Received: November 25, 2015; Published: December 08, 2015
Citation: Bacem AE Ottoman. “Approaching the Extrinsic Etiopathogenesis of Behçet’s Disease: Can Microbes Prompt This Ailment?”. EC Bacteriology and Virology Research 1.1 (2015): 13-16.
This paper reviews analytically the possibility of active involvement of certain microbes in triggering Behçet’s disease (BD). Among the blamed multifactorial etiopathogeneses is HLA-z51 allele with or without TNF and MICA alleles’ involvement, geographical dimensions (30th and 45th degree latitudes in Asian and European populations), and some other microbes: Streptococcus sanguis and herpes simplex virus. To conclude, the structure of streptococcus sanguis and its analogous microbes may help perpetuate or fulminate the severity of BD. however, no known microbes can initiate it.

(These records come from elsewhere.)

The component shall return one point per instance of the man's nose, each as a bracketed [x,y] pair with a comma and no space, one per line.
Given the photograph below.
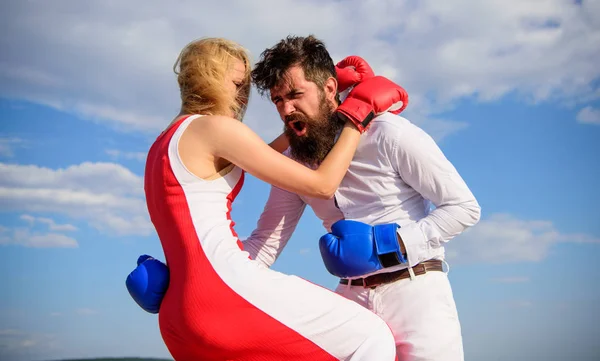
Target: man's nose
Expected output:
[288,108]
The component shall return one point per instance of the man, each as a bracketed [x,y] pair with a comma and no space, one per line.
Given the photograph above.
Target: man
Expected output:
[395,170]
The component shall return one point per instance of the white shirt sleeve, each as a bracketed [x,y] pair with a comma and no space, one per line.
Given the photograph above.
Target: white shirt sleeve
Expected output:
[275,226]
[422,165]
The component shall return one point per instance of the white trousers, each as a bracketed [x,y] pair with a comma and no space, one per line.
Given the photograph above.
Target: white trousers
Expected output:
[421,313]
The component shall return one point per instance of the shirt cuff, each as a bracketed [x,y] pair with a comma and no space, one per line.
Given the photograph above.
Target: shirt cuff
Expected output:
[414,242]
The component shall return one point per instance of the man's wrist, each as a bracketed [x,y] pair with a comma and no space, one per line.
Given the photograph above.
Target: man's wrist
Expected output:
[402,247]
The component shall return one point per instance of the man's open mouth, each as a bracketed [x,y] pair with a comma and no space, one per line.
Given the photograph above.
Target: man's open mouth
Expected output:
[298,126]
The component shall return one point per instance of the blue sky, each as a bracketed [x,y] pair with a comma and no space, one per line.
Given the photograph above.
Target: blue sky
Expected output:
[510,92]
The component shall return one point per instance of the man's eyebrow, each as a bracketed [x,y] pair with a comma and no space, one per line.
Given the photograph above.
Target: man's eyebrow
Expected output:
[289,94]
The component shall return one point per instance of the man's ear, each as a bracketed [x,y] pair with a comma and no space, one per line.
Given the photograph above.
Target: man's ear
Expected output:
[330,89]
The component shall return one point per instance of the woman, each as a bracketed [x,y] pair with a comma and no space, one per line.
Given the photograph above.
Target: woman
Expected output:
[220,305]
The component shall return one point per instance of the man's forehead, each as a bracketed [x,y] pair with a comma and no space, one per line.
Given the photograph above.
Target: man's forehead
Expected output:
[291,79]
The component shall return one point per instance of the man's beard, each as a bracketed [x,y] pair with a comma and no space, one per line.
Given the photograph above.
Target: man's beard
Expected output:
[312,147]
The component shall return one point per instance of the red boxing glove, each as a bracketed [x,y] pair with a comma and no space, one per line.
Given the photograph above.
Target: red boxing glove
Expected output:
[352,70]
[370,98]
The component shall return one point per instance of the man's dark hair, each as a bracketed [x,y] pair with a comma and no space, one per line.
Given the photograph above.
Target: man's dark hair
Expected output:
[308,52]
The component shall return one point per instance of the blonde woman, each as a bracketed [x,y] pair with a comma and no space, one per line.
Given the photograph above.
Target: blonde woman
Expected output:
[221,305]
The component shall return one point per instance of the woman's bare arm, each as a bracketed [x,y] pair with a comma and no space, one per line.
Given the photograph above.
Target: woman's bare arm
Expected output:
[236,142]
[280,144]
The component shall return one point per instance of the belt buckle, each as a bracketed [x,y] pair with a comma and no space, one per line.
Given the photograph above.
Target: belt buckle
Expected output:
[372,286]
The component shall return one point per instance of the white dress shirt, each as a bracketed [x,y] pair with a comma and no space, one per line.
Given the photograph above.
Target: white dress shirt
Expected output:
[396,171]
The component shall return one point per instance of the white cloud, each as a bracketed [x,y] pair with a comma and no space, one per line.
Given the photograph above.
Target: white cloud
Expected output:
[504,239]
[49,222]
[304,251]
[8,145]
[20,345]
[106,63]
[589,115]
[107,196]
[519,279]
[25,237]
[85,311]
[116,154]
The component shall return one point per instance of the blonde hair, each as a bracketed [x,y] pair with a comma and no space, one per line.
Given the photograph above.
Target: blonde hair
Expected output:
[201,68]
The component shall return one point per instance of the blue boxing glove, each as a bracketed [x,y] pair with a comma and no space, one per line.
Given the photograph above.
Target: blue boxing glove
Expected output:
[148,282]
[354,248]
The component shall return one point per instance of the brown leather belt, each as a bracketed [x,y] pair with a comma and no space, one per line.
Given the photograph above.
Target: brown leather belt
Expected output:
[383,278]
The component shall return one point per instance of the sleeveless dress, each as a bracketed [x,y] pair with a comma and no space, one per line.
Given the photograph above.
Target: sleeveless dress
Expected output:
[220,304]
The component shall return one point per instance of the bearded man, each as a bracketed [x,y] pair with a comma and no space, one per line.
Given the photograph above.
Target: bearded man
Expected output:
[384,244]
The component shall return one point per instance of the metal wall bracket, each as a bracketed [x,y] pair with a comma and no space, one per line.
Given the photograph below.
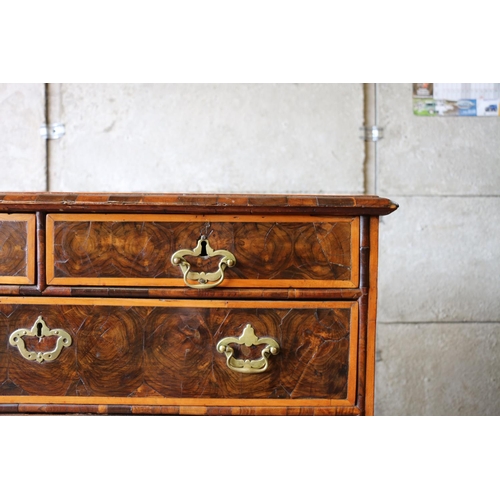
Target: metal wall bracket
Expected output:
[52,131]
[372,134]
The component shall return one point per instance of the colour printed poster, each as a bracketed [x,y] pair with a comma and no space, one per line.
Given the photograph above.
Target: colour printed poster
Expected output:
[456,99]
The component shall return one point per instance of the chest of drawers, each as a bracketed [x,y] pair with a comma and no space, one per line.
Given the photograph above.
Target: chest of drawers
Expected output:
[184,304]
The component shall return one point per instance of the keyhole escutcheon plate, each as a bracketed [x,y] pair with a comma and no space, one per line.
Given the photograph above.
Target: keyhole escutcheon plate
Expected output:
[202,279]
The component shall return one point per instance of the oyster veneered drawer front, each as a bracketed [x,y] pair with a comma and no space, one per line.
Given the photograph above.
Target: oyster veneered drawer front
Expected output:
[202,251]
[17,249]
[156,352]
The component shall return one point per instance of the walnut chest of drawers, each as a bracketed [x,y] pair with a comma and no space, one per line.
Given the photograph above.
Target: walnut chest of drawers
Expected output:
[184,304]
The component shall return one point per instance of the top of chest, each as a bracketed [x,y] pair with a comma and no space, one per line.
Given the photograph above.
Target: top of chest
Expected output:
[196,203]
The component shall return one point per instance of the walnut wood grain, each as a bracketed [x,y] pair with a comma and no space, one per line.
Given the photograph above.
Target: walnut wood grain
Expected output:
[136,250]
[17,249]
[196,203]
[166,349]
[98,265]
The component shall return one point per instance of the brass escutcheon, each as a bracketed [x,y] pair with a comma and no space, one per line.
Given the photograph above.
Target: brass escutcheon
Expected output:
[202,279]
[40,330]
[248,338]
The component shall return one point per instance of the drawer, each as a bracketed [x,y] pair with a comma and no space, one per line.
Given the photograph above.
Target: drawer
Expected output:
[17,249]
[164,353]
[198,251]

Keywords: Behçet’s Disease; Etiopathogenesis; Streptococcus Sanguis
Behçet’s disease (BD) is a multisystem idiopathic vasculitis that demonstrates multi-systematic manifestations of which mucosal, ocular, gastrointestinal and vascular manifestations come atop. Since autoimmunity cannot fully explain BD, it is recently considered midway between auto inflammation and autoimmunity. Ironically, the serological test of anti-nuclear antibody (ANA) is usually negative. Autoantibodies, furthermore, do not play a significant role in aggravating the condition, nor do B cells [1].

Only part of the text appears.